Segura e capaz de ativar diferentes respostas imunes

Dentre as vantagens oferecidas por esta empreitada está o fato de que a BCG já é usada em vários países e, no Brasil, faz parte do Calendário Nacional de Vacinação do Ministério da Saúde, por isso a segurança de que ela não causa efeitos colaterais já está comprovada. “A gente espera que, com isso, o processo regulatório seja acelerado”, pontua.
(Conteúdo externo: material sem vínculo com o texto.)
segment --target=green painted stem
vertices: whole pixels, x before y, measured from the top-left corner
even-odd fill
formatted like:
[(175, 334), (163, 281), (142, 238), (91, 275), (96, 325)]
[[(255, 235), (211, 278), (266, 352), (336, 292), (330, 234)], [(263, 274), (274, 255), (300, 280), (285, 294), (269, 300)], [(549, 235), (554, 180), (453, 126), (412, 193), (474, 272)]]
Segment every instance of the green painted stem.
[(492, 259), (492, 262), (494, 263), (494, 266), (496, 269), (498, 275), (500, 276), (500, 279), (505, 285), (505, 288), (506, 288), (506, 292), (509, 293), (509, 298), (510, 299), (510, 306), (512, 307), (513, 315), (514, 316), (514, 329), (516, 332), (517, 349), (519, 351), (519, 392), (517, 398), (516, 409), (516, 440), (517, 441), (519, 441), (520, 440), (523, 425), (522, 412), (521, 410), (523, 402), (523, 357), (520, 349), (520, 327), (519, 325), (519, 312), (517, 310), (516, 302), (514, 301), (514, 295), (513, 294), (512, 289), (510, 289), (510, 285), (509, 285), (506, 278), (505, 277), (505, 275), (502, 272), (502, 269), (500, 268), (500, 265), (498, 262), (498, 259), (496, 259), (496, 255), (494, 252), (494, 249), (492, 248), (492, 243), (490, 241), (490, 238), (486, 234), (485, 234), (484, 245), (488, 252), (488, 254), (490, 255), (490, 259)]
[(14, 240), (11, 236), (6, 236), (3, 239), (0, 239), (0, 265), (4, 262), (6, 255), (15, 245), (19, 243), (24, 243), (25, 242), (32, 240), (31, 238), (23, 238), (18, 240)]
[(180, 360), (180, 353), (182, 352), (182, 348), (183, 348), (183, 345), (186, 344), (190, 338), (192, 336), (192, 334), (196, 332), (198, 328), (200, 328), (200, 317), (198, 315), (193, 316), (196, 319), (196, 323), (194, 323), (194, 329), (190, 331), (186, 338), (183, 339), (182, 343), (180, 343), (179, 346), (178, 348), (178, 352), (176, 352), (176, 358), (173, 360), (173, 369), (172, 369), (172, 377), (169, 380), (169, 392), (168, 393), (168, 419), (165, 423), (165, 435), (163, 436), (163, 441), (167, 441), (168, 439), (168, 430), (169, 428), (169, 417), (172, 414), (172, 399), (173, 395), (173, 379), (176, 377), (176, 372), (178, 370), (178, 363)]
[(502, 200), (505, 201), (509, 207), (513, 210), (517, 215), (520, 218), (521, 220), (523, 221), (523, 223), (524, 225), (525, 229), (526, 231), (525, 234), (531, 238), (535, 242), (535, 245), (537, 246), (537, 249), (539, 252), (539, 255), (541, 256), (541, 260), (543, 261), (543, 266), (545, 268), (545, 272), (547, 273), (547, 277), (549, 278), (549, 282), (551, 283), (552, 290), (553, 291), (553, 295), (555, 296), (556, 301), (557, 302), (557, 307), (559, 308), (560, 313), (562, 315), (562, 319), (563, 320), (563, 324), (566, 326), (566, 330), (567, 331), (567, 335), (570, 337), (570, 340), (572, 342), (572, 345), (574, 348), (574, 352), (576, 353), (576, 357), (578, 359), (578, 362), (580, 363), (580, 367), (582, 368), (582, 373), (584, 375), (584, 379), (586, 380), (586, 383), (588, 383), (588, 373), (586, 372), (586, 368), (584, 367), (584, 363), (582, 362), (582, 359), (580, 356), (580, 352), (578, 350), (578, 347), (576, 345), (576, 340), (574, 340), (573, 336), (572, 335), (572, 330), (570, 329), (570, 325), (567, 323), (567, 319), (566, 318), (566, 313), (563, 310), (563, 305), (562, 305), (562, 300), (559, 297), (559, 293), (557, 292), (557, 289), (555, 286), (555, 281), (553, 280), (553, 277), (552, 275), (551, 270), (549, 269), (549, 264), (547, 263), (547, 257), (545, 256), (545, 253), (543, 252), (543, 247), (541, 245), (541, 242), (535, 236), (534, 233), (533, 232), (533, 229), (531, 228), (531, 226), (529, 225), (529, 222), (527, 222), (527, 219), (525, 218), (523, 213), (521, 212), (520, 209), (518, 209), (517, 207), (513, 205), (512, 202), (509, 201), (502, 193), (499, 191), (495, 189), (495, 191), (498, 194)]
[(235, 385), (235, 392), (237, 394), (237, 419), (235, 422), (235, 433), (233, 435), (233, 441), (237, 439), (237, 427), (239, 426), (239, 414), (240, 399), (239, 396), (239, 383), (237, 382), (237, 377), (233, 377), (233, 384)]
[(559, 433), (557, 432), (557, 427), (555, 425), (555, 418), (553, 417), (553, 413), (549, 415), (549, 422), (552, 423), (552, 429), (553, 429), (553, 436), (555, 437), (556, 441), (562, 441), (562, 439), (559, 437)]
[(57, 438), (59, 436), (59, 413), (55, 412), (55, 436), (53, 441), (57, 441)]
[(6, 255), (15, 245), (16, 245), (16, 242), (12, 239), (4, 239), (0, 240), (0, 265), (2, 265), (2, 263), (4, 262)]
Outro diferencial é que a vacina será capaz de ativar a imunidade inata – as primeiras armas do organismo, que servem para combater qualquer agente invasor – e a imunidade adaptativa – que vai fornecer uma resposta personalizada para o novo coronavírus.

“A bactéria BCG estimula o sistema imunológico de maneira inespecífica. Ela é usada, por exemplo, na imunoterapia contra o câncer de próstata”, cita Oliveira.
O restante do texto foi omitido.